# Big Wall St. Banks Angry with Elizabeth Warren, May Affect Campaign Donations



## SeaBreeze (Mar 29, 2015)

Wall St. banks are very angry with Elizabeth Warren, more here.  http://www.huffingtonpost.com/2015/03/27/elizabeth-warren-campaign-donations_n_6953858.html




> NEW YORK, March 27 (Reuters) - Big Wall Street banks are so upset with U.S. Democratic Senator Elizabeth Warren's call for them to be broken up that some have discussed withholding campaign donations to Senate Democrats in symbolic protest, sources familiar with the discussions said.
> 
> Representatives from Citigroup, JPMorgan, Goldman Sachs and Bank of America, have met to discuss ways to urge Democrats, including Warren and Ohio Senator Sherrod Brown, to soften their party's tone toward Wall Street, sources familiar with the discussions said this week.
> 
> ...


----------



## Jackie22 (Mar 29, 2015)

Yes, I read about this......here is Senator Warren's reply..


[h=1]Elizabeth Warren To Wall Street: Drop Dead[/h]The too-big-to-fail banks think they’re going to teach Professor Elizabeth Warren and the rest of her progressive rebel scum a lesson about saying mean things about them. As we just learned, the heads of the five families from Citigroup, JPMorgan, Goldman Sachs, and Bank of America have been talking amongst themselves about how to get Warren to pipe down with all her talk about how corrupt they are and how they caused the financial crisis in 2008 that almost broke the country. Their bright ideas include withholding $15,000 per bank in “campaign donations to Senate Democrats in symbolic protest,” or possibly leaving a horse’s head in Sen. Warren’s bed. 
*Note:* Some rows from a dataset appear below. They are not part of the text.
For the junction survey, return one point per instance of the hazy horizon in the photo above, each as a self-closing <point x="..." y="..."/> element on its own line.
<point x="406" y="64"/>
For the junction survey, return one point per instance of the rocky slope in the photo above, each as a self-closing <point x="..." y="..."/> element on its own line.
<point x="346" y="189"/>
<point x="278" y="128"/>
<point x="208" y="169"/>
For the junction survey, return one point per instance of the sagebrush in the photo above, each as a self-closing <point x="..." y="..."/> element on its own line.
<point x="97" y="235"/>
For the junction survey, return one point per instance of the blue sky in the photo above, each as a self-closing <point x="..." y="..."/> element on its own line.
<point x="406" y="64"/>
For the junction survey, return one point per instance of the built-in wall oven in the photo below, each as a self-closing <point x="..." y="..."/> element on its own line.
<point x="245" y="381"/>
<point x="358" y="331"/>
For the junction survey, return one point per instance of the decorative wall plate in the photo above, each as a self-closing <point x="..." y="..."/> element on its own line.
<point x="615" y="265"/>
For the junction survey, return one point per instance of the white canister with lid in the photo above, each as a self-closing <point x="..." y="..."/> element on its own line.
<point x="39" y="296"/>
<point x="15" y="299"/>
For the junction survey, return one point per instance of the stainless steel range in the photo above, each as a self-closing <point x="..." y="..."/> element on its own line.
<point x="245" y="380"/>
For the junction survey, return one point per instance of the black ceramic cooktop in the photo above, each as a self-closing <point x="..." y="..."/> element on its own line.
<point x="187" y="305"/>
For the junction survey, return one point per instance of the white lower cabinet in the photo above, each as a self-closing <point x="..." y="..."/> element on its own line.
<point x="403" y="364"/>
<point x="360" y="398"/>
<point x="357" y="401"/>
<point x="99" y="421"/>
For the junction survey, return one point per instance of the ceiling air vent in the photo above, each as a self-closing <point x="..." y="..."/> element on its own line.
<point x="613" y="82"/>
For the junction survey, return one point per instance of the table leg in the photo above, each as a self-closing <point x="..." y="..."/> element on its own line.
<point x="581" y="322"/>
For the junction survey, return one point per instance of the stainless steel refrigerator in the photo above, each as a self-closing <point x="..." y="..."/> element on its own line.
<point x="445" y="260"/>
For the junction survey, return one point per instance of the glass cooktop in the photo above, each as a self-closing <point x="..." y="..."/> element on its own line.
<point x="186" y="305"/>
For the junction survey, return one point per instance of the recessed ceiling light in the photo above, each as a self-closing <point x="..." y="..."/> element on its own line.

Like a typical liberal, Sen. Warren has responded with a blog post: 

In 2008, the financial sector collapsed and nearly brought down our whole economy. What were the ingredients behind that crash? Recklessness on Wall Street and a willingness in Washington to play along with whatever the big banks wanted. 

Years have passed since the crisis and the bailout, but the big banks still swagger around town. And when Citigroup and the others don’t quite get their way or Washington doesn’t feel quite cozy enough, they quickly move to loud, public threats. Their latest move is a stunner. 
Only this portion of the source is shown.